Proteins were extracted from HT1080 and UHDR-HT1080 cells using RIPA Lysis Buffer and Extraction Buffer (Thermo Fisher Scientific, Waltham, MA, USA) and 1% Halt Protease Inhibitor Cocktail (Thermo Fisher Scientific). 10% SDS-PAGE gels were loaded with protein samples. The samples were then transferred to polyvinylidene difluoride (PVDF) membranes with a thickness of 0.45 μm (GE Healthcare, Chicago, IL, USA). Membrane blocking was done using Bullet Blocking One for Western Blotting (Nakalai Tesque, Inc., Kyoto, Japan). The anti-c-MYC antibody was obtained from Proteintech (1:2,000, #10828-1-AP, Rosemont, IL, USA) as well as β-Actin (20536-1-AP, 1:1,000). Horseradish-peroxidase–conjugated anti-rabbit IgG (1:5,000, #SA00001-2, Proteintech) antibody was used as the secondary antibody. The western blot was scanned using the Clarity Western ECL Substrate (Bio-Rad Laboratories, Hercules, California, USA) and UVP ChemStudio imaging machine (Analytik Jena, Upland, CA, USA).
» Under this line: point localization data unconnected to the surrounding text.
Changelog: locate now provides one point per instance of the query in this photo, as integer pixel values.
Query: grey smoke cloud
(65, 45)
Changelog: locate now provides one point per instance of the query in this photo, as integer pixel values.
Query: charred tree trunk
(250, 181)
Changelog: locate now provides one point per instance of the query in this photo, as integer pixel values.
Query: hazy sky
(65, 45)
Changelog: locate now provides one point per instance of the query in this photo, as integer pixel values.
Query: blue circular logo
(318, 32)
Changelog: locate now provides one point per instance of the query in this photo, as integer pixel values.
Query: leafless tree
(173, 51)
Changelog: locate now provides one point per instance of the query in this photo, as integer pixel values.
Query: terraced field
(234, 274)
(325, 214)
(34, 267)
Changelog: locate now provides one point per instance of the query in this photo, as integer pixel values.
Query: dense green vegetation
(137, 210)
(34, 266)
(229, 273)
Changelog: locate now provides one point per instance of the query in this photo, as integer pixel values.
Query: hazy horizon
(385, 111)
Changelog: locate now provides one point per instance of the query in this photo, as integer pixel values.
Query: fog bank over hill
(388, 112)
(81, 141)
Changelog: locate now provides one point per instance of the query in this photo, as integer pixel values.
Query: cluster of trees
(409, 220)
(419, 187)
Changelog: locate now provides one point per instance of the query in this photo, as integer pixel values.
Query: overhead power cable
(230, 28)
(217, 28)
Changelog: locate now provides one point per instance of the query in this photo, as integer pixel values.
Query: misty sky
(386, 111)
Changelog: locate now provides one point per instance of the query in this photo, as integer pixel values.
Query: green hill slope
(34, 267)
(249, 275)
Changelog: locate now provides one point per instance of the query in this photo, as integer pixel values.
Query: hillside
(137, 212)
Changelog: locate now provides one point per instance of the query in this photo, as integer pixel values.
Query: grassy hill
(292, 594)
Band intensities were quantified using ImageJ software (version 1.53k, NIH). The relative c-MYC expression level was normalized to β-actin, and the ratios were calculated from three independent experiments.
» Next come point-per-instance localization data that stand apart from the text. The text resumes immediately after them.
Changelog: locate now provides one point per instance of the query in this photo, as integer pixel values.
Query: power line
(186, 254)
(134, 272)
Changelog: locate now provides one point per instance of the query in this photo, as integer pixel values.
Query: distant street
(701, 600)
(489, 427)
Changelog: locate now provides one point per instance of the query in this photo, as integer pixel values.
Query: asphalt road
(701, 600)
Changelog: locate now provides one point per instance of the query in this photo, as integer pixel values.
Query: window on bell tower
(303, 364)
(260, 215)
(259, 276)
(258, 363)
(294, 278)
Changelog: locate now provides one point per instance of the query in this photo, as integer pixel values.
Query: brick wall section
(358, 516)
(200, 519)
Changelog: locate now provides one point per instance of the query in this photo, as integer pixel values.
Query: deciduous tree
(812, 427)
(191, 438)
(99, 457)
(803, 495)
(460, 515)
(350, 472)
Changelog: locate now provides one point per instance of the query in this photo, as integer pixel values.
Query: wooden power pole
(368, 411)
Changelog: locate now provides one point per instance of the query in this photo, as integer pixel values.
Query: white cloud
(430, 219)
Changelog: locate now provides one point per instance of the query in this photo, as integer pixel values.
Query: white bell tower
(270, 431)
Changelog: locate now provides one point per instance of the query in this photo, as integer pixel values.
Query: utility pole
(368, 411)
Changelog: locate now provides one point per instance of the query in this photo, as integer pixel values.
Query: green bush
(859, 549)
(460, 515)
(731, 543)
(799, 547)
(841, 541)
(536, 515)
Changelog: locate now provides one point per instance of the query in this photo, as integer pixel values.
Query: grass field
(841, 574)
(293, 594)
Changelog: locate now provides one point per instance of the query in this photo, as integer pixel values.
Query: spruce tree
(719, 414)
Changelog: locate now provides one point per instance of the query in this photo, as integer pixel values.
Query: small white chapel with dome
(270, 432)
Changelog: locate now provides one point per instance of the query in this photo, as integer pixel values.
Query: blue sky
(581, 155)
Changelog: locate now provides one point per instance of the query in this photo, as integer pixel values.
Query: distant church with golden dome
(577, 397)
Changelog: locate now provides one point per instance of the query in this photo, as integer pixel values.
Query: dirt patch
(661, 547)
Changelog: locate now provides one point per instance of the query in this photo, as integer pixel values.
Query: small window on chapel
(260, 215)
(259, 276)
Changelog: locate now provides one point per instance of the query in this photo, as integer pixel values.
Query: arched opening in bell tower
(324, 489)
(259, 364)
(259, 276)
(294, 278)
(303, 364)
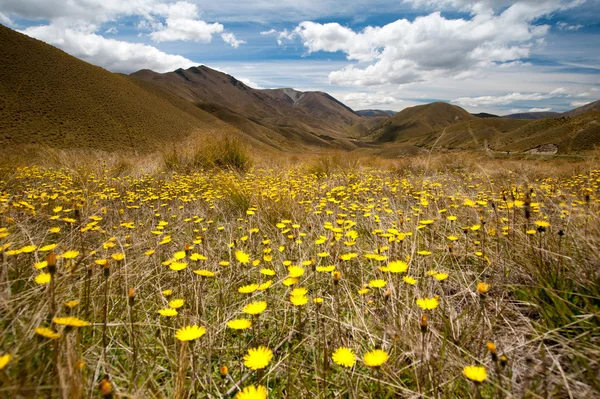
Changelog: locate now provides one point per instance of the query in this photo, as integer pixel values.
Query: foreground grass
(440, 270)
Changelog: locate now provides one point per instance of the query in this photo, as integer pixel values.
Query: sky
(493, 56)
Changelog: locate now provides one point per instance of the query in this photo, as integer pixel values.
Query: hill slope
(54, 99)
(411, 124)
(313, 118)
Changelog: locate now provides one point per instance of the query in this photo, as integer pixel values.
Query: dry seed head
(223, 370)
(423, 324)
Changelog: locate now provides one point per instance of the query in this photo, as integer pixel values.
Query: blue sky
(487, 56)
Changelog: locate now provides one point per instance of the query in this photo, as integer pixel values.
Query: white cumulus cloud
(115, 55)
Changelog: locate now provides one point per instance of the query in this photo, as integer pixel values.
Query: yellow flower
(475, 373)
(47, 333)
(295, 271)
(71, 304)
(167, 312)
(482, 287)
(70, 322)
(239, 324)
(379, 283)
(176, 303)
(43, 278)
(248, 289)
(397, 266)
(344, 357)
(40, 265)
(28, 249)
(428, 303)
(177, 266)
(70, 254)
(190, 333)
(242, 257)
(47, 248)
(255, 308)
(375, 358)
(252, 392)
(298, 300)
(4, 359)
(258, 358)
(204, 273)
(118, 257)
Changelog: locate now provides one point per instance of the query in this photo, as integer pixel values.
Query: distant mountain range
(54, 99)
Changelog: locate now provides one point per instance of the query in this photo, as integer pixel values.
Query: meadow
(330, 277)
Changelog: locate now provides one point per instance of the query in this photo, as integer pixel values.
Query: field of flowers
(359, 283)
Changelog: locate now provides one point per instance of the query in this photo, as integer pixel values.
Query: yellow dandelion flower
(475, 373)
(252, 392)
(295, 271)
(428, 303)
(255, 308)
(118, 257)
(375, 358)
(4, 359)
(239, 324)
(258, 358)
(204, 273)
(177, 266)
(344, 357)
(190, 333)
(298, 300)
(248, 289)
(72, 254)
(47, 333)
(176, 303)
(379, 283)
(397, 266)
(43, 278)
(242, 257)
(48, 248)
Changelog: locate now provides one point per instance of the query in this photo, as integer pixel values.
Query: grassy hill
(54, 99)
(313, 118)
(411, 124)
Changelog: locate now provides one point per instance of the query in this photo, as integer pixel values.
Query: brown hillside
(472, 134)
(54, 99)
(314, 118)
(565, 134)
(412, 124)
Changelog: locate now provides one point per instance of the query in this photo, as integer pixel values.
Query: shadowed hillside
(411, 124)
(312, 118)
(54, 99)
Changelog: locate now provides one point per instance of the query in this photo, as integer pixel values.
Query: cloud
(566, 26)
(431, 46)
(182, 23)
(230, 39)
(508, 98)
(115, 55)
(579, 103)
(369, 99)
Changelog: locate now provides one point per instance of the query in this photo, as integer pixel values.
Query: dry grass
(542, 310)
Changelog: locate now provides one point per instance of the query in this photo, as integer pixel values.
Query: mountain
(54, 99)
(563, 134)
(412, 124)
(375, 112)
(485, 115)
(582, 110)
(533, 115)
(312, 118)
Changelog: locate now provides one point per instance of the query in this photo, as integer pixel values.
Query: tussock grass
(529, 229)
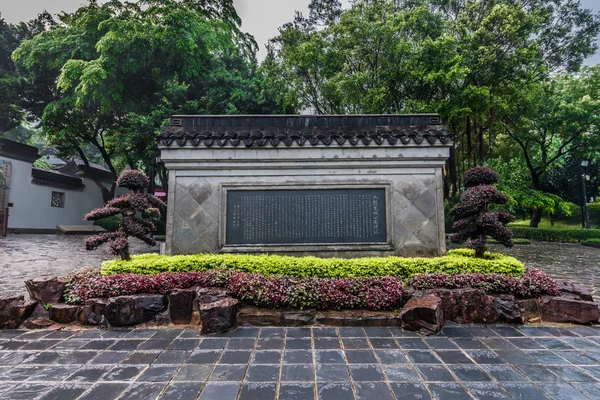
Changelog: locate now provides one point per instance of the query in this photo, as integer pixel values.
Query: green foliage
(456, 261)
(556, 235)
(110, 224)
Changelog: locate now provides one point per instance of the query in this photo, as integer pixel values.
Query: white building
(38, 200)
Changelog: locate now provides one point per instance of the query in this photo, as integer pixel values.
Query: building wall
(32, 202)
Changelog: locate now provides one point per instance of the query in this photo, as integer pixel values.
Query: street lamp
(586, 215)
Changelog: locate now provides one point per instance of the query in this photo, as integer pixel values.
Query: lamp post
(586, 215)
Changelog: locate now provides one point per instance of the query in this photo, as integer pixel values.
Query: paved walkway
(299, 363)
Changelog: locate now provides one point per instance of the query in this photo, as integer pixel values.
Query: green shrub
(456, 261)
(111, 224)
(556, 235)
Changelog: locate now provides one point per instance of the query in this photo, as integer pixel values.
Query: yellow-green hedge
(456, 261)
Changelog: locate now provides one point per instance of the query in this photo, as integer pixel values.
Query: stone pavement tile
(435, 373)
(391, 356)
(182, 391)
(258, 391)
(203, 357)
(537, 373)
(263, 373)
(373, 390)
(335, 391)
(453, 357)
(298, 344)
(271, 333)
(89, 373)
(422, 357)
(366, 373)
(329, 357)
(410, 391)
(228, 373)
(486, 391)
(235, 357)
(27, 391)
(325, 333)
(124, 373)
(297, 391)
(143, 391)
(327, 343)
(469, 373)
(562, 391)
(266, 357)
(172, 357)
(570, 374)
(104, 391)
(297, 373)
(193, 373)
(65, 392)
(360, 357)
(297, 357)
(448, 391)
(158, 373)
(401, 373)
(355, 343)
(524, 391)
(332, 373)
(54, 373)
(268, 344)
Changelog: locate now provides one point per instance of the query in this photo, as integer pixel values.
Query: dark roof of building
(18, 151)
(273, 130)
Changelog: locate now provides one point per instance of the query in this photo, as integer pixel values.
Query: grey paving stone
(258, 391)
(373, 390)
(182, 391)
(335, 391)
(332, 373)
(297, 391)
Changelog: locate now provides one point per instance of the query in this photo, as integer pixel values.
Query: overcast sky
(261, 17)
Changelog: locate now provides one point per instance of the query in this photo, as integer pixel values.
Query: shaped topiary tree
(129, 207)
(474, 221)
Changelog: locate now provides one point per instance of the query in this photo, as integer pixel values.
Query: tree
(128, 207)
(474, 220)
(119, 70)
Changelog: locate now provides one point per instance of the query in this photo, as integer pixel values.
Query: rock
(423, 314)
(63, 313)
(358, 318)
(466, 306)
(219, 315)
(46, 290)
(14, 310)
(565, 309)
(255, 316)
(181, 306)
(507, 308)
(133, 310)
(575, 291)
(298, 317)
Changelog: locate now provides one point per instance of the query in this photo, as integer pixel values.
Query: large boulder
(46, 290)
(507, 308)
(466, 306)
(423, 314)
(63, 313)
(219, 315)
(14, 310)
(181, 304)
(133, 310)
(565, 309)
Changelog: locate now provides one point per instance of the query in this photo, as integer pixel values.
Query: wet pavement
(477, 362)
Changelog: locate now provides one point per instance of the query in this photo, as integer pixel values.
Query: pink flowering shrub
(533, 283)
(128, 206)
(473, 219)
(260, 290)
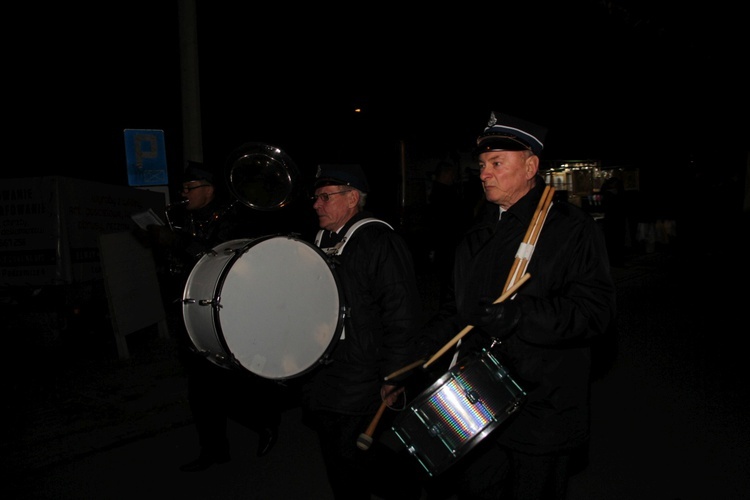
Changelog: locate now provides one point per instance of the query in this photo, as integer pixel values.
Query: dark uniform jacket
(383, 312)
(568, 301)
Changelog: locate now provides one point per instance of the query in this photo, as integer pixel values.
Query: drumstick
(468, 328)
(404, 369)
(364, 441)
(531, 235)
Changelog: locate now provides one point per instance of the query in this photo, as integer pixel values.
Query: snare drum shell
(456, 412)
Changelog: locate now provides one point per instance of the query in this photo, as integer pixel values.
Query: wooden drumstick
(404, 369)
(364, 441)
(468, 328)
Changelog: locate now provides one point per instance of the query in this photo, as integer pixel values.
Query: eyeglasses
(184, 188)
(326, 196)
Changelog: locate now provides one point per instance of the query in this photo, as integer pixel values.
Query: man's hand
(496, 320)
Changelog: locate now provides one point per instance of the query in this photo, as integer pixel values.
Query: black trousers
(216, 394)
(356, 474)
(489, 472)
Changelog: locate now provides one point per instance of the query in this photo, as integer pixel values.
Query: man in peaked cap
(374, 266)
(508, 133)
(542, 335)
(342, 175)
(215, 393)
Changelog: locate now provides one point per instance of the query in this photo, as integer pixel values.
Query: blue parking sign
(146, 157)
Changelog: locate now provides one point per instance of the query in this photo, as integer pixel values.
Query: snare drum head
(280, 308)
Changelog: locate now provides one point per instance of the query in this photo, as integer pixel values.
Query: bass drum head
(262, 177)
(281, 308)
Statistical analyses were conducted using EZR software (Jichi Medical University, Saitama, Japan) (28). The Welch’s t-test and Tukey-Kramer analysis were employed to ascertain the correlation between the variables. Statistically significant p-values were defined as less than 0.05 (29).

Results

Establishment of ultra-high doxorubicin-resistant HT1080 cells

Ultra-high doxorubicin-resistant cells (UHDR-HT1080) were selected from HT1080 cells by culturing them in doxorubicin, increasing the concentration stepwise from 8 nM to 15 µM, an 1875-fold increase over a period of 5 months. The HT1080 IC50 of doxorubicin was 3.3 µM [data from (18)], compared to 38.2 µM for UHDR-HT1080 cells that were finally selected. UHDR-HT1080 cells were 11.6 times more resistant to doxorubicin than the parental HT1080 cells (Figure 1).

Figure 1
Line graph showing the viability of UHDR-HT1080 cells against doxorubicin concentrations. Cell viability decreases from 100% to below 50% as doxorubicin increases from 0 to 40 micromolars. IC50 is marked at 38.2 micromolars. Error bars indicate variability in data points.
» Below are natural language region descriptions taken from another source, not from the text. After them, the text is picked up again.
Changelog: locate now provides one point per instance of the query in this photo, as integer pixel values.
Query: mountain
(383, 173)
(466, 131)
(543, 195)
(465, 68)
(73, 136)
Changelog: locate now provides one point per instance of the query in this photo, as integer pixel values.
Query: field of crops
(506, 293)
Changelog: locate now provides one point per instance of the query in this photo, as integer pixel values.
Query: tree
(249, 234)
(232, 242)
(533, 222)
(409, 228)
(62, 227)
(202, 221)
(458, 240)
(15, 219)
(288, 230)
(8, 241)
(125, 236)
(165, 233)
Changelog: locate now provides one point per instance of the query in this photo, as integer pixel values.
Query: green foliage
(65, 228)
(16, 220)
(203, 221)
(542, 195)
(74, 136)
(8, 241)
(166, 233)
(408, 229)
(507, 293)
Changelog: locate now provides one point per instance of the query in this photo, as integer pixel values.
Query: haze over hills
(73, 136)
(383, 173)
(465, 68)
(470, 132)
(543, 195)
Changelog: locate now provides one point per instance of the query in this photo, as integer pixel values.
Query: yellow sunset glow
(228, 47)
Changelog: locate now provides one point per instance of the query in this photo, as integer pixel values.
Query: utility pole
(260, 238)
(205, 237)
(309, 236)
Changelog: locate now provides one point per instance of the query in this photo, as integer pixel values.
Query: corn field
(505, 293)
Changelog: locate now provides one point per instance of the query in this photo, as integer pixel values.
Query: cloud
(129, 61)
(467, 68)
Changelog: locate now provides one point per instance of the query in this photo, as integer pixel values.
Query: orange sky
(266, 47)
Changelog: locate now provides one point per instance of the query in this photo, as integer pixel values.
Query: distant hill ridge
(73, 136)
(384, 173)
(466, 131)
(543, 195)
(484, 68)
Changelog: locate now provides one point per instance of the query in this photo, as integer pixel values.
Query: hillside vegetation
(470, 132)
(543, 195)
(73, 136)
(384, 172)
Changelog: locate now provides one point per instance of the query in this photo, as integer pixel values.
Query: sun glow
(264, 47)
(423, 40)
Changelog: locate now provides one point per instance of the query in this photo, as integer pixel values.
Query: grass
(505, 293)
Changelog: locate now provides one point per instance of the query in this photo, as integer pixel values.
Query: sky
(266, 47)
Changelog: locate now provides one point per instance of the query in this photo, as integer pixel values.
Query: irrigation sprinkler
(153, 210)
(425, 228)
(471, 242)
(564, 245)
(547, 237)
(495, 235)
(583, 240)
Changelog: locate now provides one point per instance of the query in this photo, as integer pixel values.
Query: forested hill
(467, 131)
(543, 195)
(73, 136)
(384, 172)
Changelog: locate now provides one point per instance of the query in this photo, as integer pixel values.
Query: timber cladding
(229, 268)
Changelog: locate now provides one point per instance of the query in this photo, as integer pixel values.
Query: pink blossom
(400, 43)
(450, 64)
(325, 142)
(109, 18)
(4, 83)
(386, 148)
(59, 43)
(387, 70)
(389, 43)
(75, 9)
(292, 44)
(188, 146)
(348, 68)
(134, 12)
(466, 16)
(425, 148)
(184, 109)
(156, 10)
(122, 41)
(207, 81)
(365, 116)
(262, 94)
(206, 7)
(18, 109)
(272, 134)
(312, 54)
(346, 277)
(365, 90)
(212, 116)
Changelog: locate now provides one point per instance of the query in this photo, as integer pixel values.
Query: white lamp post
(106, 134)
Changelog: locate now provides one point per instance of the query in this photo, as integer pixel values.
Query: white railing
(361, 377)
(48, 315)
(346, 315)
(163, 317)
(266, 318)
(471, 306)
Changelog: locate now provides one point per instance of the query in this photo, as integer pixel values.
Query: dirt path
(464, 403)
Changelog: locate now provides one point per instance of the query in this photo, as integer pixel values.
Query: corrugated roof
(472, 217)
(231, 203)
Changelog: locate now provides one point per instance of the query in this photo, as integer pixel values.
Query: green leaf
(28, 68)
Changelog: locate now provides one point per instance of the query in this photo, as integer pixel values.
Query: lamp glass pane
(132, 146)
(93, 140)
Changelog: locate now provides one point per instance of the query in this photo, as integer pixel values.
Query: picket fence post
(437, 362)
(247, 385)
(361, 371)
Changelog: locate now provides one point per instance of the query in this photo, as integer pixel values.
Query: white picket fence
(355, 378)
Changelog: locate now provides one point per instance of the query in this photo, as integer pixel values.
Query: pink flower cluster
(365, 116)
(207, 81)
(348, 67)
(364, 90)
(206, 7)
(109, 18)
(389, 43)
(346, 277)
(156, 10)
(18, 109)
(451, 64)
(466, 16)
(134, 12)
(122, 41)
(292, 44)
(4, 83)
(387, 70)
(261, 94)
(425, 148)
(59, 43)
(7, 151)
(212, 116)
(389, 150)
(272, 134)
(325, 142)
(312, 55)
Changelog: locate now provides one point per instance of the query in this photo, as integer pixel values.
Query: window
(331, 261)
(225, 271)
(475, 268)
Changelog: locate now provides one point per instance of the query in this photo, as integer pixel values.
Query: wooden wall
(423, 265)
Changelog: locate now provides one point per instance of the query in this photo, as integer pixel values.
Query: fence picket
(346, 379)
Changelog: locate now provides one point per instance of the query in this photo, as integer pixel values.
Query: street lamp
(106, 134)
Figure 1. IC50 of doxorubicin on UHDR-HT1080 cells. Please see Materials and Methods for details. Results are shown as mean ± standard deviation.

Determination of IC50 of rMETase alone on HT1080 and UHDR-HT1080

The HT1080 IC50 of rMETase was 0.75 U/ml [data from (12)], compared to the UHDR-HT1080 IC50 of 0.59 U/ml (Figure 2).

Figure 2
Line graph depicting cell viability percentage versus rMETase concentration in U/ml for UHDR-HT1080 cells. Cell viability decreases from 100% to near 0% as rMETase concentration increases from 0 to 8 U/ml. The ICâ‚…â‚€ value is 0.59 U/ml. Error bars represent data variability.

Figure 2. IC50 of rMETase on UHDR-HT1080 cells. Please see Materials and Methods for details. Results are shown as mean ± standard deviation.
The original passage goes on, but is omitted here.